RECENTLY, governorship candidates aggrieved by the decision of the Supreme Court challenged its verdicts on two election matters. The challenge has just been laid to rest by the court. In the Bayelsa case, the court had earlier voided the election of the All Progressives Congress (APC) governorship candidate in the 2019 governorship election on account of the forged credentials submitted to the Independent National Electoral Commission (INEC) by his running mate. And according to the extant laws of the land, the implication of the perjury is that the APC had no valid governorship candidate in the election and as a result, all other conditions that the party met in the election for its candidates to be declared winners by INEC were of no moment. The declaration was done in error; that was the essence of the court’s earlier decision which the party and its governorship candidate sought to overturn.
Even though the Supreme Court in rare but clear cases of clerical errors or slips can sit in review of its verdicts, that does not detract from the fact that its decision on any matter is final.

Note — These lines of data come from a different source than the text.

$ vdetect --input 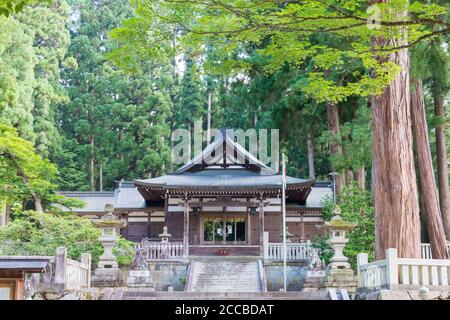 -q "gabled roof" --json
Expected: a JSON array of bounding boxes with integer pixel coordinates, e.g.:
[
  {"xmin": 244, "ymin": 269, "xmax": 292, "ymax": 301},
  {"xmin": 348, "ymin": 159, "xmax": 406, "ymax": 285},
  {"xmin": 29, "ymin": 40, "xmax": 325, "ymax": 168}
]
[
  {"xmin": 173, "ymin": 130, "xmax": 277, "ymax": 174},
  {"xmin": 135, "ymin": 134, "xmax": 315, "ymax": 204}
]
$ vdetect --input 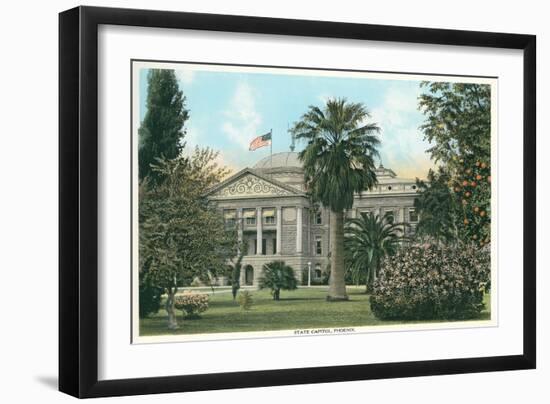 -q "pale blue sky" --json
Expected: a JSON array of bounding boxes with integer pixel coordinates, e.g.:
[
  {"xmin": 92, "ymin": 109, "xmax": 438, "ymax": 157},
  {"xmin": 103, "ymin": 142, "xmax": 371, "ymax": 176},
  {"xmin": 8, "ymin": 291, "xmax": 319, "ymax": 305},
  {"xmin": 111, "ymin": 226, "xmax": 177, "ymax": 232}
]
[{"xmin": 139, "ymin": 65, "xmax": 433, "ymax": 178}]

Therefore, any applicant seeking a review of the apex court’s earlier verdict must approach it in that context, not with a posturing of appealing the verdict as if there can be no end to litigation. If the court had granted the request for the reversal of its decision in a clime where the average litigant is inordinately interested in having his way with the court, it would have opened the floodgate to a deluge of similarly frivolous and vexatious requests in the future. The law that punished the former governor-elect for the offence committed by his running mate may seem draconian and irrational, but it was not the apex court justices that wrote it. It was the politicians who did and only they can cause the law to be altered. But until that is done, it remains the law. Again, while the erstwhile Bayelsa State deputy governor-elect may not have had the intention to commit perjury, it is on record that he serially and recklessly bore different names on his credentials, a development that cast a pall of doubt on his true identity. And having failed or neglected to fulfil the requirements of the law to harmonise those identities, he and his principal could not have escaped the fate that befell them at the Supreme Court. The justices apparently do not know what goes on in the inner recess of the former deputy governor-elect’s mind: their decision, as it should be, was based on the facts/evidence before them and the law. It is laudable that in the instance case, the Supreme Court stood firm and staved off possible intimidation, especially in the wake of unguarded statements by politicians and street protests. This is salutary.
In our view, a core issue thrown up by the Bayelsa case is the inability and/or refusal of political parties to exercise due diligence in screening candidates for elections. For far too long, they have foisted unqualified and shady characters on the electoral process through their warped internal processes. Forgery is a serious crime and in the instant case, it is mind-boggling that a candidate whose academic credentials bore as many as five unrelated names was presented for election, with the voices of critics within the party apparently having been muted by its leadership. The party’s woes in Bayelsa State where its candidate no doubt won the popular vote are therefore self-inflicted. It is hoped that going forward, all political parties in the country will start acting in accordance with the laws of the land in presenting candidates for elections. The verdict of the panel of justices who handled the review of the apex court’s earlier decision on the Bayelsa governorship election cannot be faulted. It has helped a great deal in affirming the independence of the judiciary.